One of the charming (to me) things about Silver Age/Bronze Age comics is that often series with settings and elements of other genres have a superhero veneer. Either the creators though that was what the audience wanted, or that's just the vernacular they were used to expressing themselves in. Define "superhero" elements, you ask? Well, things like code names, secret identities, costumes, costumed villains with themes or motifs, and of course, super-powers. Not all of these are present in every case, of course, and some of the elements were part of the pulp or adventure hero tradition
prior to superheroes. By the 60s, though, superheroes were the most conspicuous purveyors of those tropes.

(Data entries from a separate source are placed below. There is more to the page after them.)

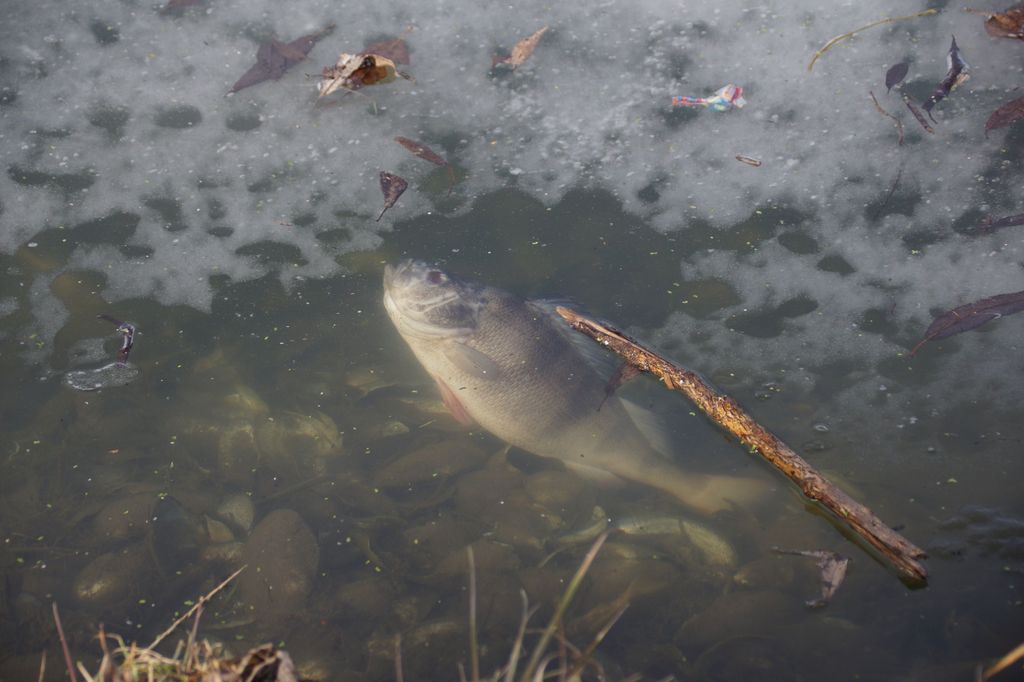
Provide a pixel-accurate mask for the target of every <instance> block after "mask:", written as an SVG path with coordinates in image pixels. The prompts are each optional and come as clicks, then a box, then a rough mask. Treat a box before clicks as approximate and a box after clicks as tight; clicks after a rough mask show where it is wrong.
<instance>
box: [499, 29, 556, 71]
mask: <svg viewBox="0 0 1024 682" xmlns="http://www.w3.org/2000/svg"><path fill="white" fill-rule="evenodd" d="M547 30H548V27H544V28H543V29H541V30H540V31H538V32H537V33H535V34H534V35H531V36H530V37H528V38H523V39H522V40H520V41H519V42H518V43H516V44H515V47H513V48H512V54H509V55H508V56H503V57H500V56H498V55H495V57H494V59H493V60H492V63H490V66H492V68H494V67H497V66H498V65H500V63H507V65H508V66H510V67H512V68H513V69H515V68H517V67H518V66H519V65H521V63H522V62H523V61H525V60H526V59H528V58H529V55H530V54H532V53H534V50H536V49H537V44H538V43H539V42H541V37H542V36H543V35H544V34H545V33H546V32H547Z"/></svg>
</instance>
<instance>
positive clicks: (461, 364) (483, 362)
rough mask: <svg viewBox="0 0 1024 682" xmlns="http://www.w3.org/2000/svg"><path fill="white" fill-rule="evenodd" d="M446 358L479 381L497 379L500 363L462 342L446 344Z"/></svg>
mask: <svg viewBox="0 0 1024 682" xmlns="http://www.w3.org/2000/svg"><path fill="white" fill-rule="evenodd" d="M444 356H445V357H446V358H447V359H449V361H451V363H452V364H453V365H455V366H456V367H457V368H459V369H460V370H461V371H462V372H465V373H466V374H468V375H469V376H471V377H475V378H477V379H488V380H490V379H497V378H498V372H499V370H498V363H496V361H495V360H494V359H492V358H490V356H489V355H487V354H486V353H483V352H480V351H479V350H477V349H476V348H471V347H469V346H467V345H466V344H465V343H462V342H460V341H453V342H450V343H445V344H444Z"/></svg>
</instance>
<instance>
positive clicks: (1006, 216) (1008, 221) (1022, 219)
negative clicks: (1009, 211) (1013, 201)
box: [976, 213, 1024, 235]
mask: <svg viewBox="0 0 1024 682" xmlns="http://www.w3.org/2000/svg"><path fill="white" fill-rule="evenodd" d="M1016 225H1024V213H1018V214H1017V215H1008V216H1006V217H1005V218H992V217H991V216H989V217H987V218H985V219H984V220H982V222H981V224H980V225H978V229H977V230H976V231H977V232H978V233H979V235H990V233H992V232H994V231H995V230H996V229H999V228H1000V227H1014V226H1016Z"/></svg>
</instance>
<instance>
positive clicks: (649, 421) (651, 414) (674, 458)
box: [609, 397, 676, 460]
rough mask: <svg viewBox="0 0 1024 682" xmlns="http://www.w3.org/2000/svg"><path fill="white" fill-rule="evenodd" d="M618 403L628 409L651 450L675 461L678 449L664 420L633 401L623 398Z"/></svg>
mask: <svg viewBox="0 0 1024 682" xmlns="http://www.w3.org/2000/svg"><path fill="white" fill-rule="evenodd" d="M609 399H614V398H613V397H612V398H609ZM618 401H620V402H622V403H623V407H624V408H626V414H628V415H629V416H630V420H631V421H632V422H633V423H634V424H635V425H636V427H637V430H638V431H640V433H641V434H643V437H644V439H645V440H646V441H647V443H648V444H649V445H650V447H651V450H653V451H654V452H655V453H657V454H658V455H660V456H662V457H665V458H667V459H670V460H671V459H675V450H676V449H675V447H673V445H672V438H671V437H670V434H669V431H668V429H666V427H665V423H664V422H663V421H662V419H660V418H659V417H658V416H657V415H655V414H654V413H653V412H651V411H650V410H647V409H646V408H644V407H641V406H639V404H637V403H636V402H633V401H632V400H627V399H626V398H622V397H621V398H618Z"/></svg>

This doesn't just show up in comics. Hanna-Barbera's
Mighty Mightor (1967) is just the Captain Marvel (or Shazam for you kids) of the Stone Age. The late 50s and 60s seems to have been the biggest era for this since we got
Super-Chief, the Legion of Super-Heroes, and Captain Comet during this era, as well as the cartoon characters Space Ghost and Mightor.
By the 70s and 80s, either writers were getting more sophisticated to their approach to other genres or they thought there audience wanted something different. Still, I would argue that some of the fantasy characters of the era (Warlord, Atlas, and Stalker, perhaps?) have traces of this, as do space operas like the
Micronauts, and modern/military action like
G.I. Joe. Certainly,
Masters of the Universe is other-genre supers in spades.
This genre-bending seems to have been mostly ignored in superhero rpgs. There are a few
Legion of Super-Hero-esque science fiction supplements, and there are short, sidebar discussions of other genres in places.
Warriors & Warlocks for Mutants & Masterminds touches on this for fantasy. Given the number of superhero games and the popularity of other genres in rpgs like fantasy and science fiction or even Westerns, there have been very few.